114. Peces de tierra

Capilla Palomino Kayser

 

Paseando por el campo, una mañana de enero, tuve el privilegio de encontrarme frente a unos olivares que se preparaban para la recogida. Vi engalanadas de domingo las ramas repletas de frutos a punto de parir bajo los tímidos rayos del sol que brillaba en sus hojas afiladas como cuchillos.

Mis pupilas reflejaban la aceituna madura. Su redondez, su color verde, su aroma, su porte, despertó en mí un sentimiento de orgullo y rememoré la letra del poema “Aceituneros”, de Miguel Hernández: Andaluces de Jaén, Aceituneros altivos…”

Por la carretera se oían risas de muchachas que se acercaban al tajo ataviadas con pañuelos a la cabeza y pantalones con faldas.
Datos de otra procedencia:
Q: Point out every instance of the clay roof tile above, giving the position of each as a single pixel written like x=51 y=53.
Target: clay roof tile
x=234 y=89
Tractores, remolques y cajas se amontonaban en las inmediaciones.

Comenzaba la fiesta, temblaba el árbol y llovía el fruto no prohibido por los dioses; los vareadores ayudaban como buenos parteros a terminar de desprender aquellas aceitunas que se aferran a las ramas. Manos expertas cómo peces de tierra, enfundadas en guantes, seleccionan el fruto, volaba del fardo a las cajas y de estas al remolque.

Una niña llegaba al fardo, con las manos repletas de aceitunas, manchada de verde su blusa.

Cuando caía la tarde y se anunciaba el fin del tajo, salían los tractores hacia la almazara, detrás los trabajadores y las mujeres buscando el merecido descanso. Se despedían hasta mañana si Dios y el tiempo lo permitían. Yo también continué mi camino, menos cansada que ellos, pero con una experiencia vivida que jamás olvidaré.